2. The Preeminence of Christ in the Church
Paul starts off in verse 18 by discussing Christ’s function as head of the church. Dr. Augustus Neander says, “The Church is His body by virtue of His entering into communion corporeally with human nature.” This proves the idea that Paul wants his readers to know that Christ exercises his authority in the universe through the church. In verse 18, Paul notes that he is the firstborn from among dead meaning that he is the only to rise from dead and die no more (as opposed to Lazarus who died a second after being raised form the dead in John 11) so that, once again Christ might have supremacy and preeminence in all things thus proving that Christ is sovereign over the living as well as the dead.

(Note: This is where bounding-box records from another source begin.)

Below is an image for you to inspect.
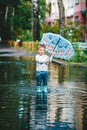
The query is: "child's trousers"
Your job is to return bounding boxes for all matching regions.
[36,71,48,86]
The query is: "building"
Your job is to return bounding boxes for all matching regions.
[45,0,87,41]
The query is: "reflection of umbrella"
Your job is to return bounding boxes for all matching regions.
[40,33,74,60]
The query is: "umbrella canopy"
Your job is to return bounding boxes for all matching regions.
[40,33,75,60]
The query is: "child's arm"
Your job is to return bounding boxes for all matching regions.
[49,52,54,62]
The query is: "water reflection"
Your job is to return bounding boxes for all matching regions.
[0,57,87,130]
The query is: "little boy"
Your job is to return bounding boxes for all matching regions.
[35,44,52,92]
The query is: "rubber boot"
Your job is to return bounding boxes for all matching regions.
[43,86,47,93]
[37,86,41,93]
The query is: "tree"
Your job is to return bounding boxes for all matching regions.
[32,0,40,41]
[58,0,65,30]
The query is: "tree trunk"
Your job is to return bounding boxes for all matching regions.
[32,0,40,41]
[58,0,65,30]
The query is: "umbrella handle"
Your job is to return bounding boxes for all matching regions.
[50,51,54,62]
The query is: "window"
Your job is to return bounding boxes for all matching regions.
[68,0,73,8]
[75,0,79,4]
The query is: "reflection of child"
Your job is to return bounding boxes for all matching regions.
[35,44,52,92]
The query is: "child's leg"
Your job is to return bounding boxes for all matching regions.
[43,71,48,92]
[36,71,42,92]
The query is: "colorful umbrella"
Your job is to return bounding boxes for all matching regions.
[40,33,75,60]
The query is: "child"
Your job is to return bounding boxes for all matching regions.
[35,44,52,92]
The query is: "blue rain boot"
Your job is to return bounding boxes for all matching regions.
[43,86,47,93]
[37,86,41,93]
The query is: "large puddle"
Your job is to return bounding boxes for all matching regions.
[0,56,87,130]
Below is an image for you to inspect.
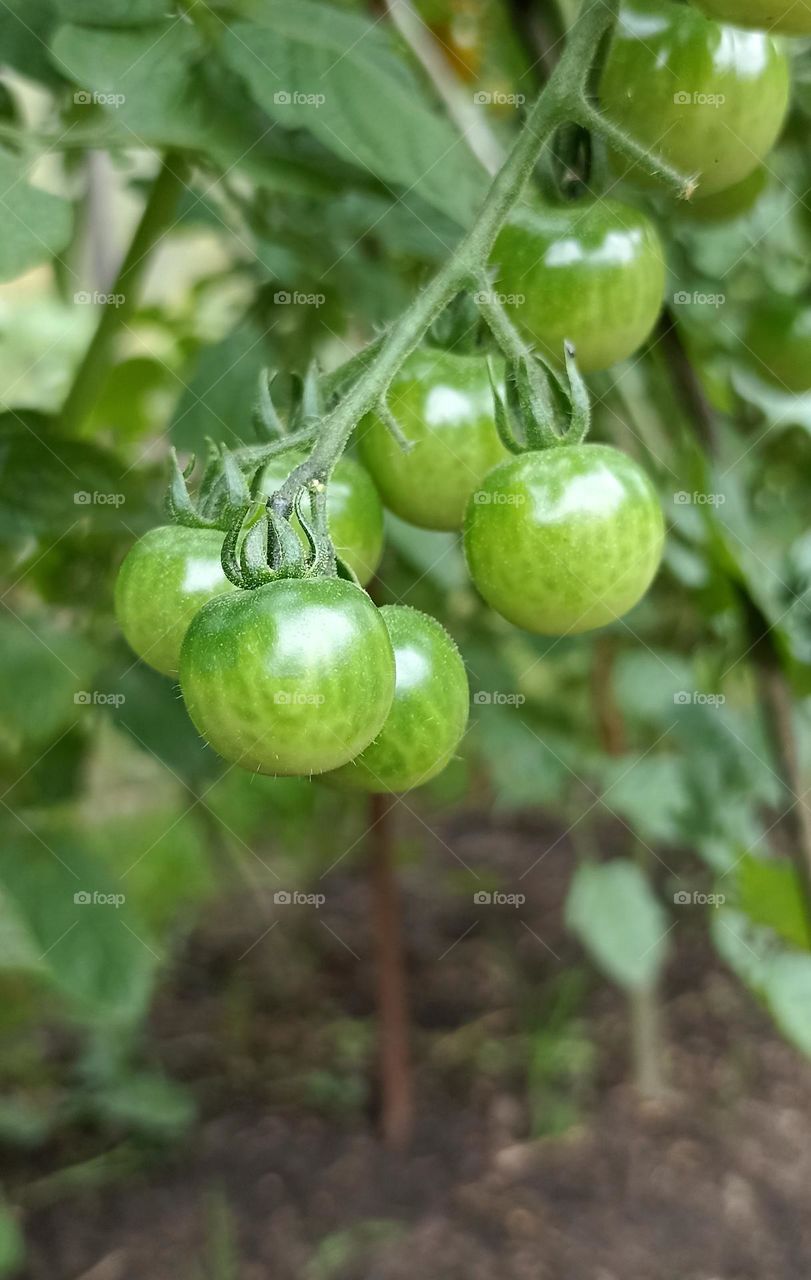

In verse 19, Paul explains that it pleased God for his fullness to dwell in his son, Jesus. When you read this verse you must read it in correlation to John 3:34-35 and Matthew 28:18:
“For he whom God has sent utters the words of God, for he gives the Spirit without measure. The Father loves the Son and has given all things into his hand.” – [John 3:34-35 ESV]
“And Jesus came and said to them, “All authority in heaven and on earth has been given to me.” – [Matthew 28:18 ESV]
The father has given all things, including the church, into Christ’s hand and he has all power and all authority.
Verse 20 is the culmination of all this, “..that he might reconcile all things …by making peace through his blood.” Everything that Christ does through the church it is so that all things might be reconciled unto Himself through the shedding of His blood. I found the Apologetics Study Bible enlightening on this verse.
“This passage does not teach universalism (all will be saved) but instead points forward to Messiah’s quelling all rebellion, bringing lasting peace to the universe. The “reconciliation” here entails a pacification of evil powers (as 2:15 makes clear).” – The Apologetics Study Bible
In the commentary for Colossians 2:15 the Apologetics Study Bible says:
No contradiction exists here between Paul’s statement that the principalities and powers have been defeated and his assumption elsewhere that the powers are still virulently active and that believers need to fight against them (e.g., Eph 6:12). The cross of Christ is the point of decisive victory over the powers of evil; believers can now be victorious over them through their union with Christ. They will be vanquished once and for all at the end of the age. – The Apologetics Study Bible
There are two realms in which this reconciliation operates: the present and in the future. The present blessing of reconciliation is that you’ve been adopted into the family of God and you are made a co-heir with Christ according to Romans 8:17. The future blessing of reconciliation is that evil work and every power and principality will be obliterated and we (the Church) will enjoy the presence of Christ and be eternally consummated to Him. If you’re wondering about the past blessing of reconciliation it’s this: there is none because the blood of Jesus Christ has washed away your sinful past. The only thing that matters is your present and your future.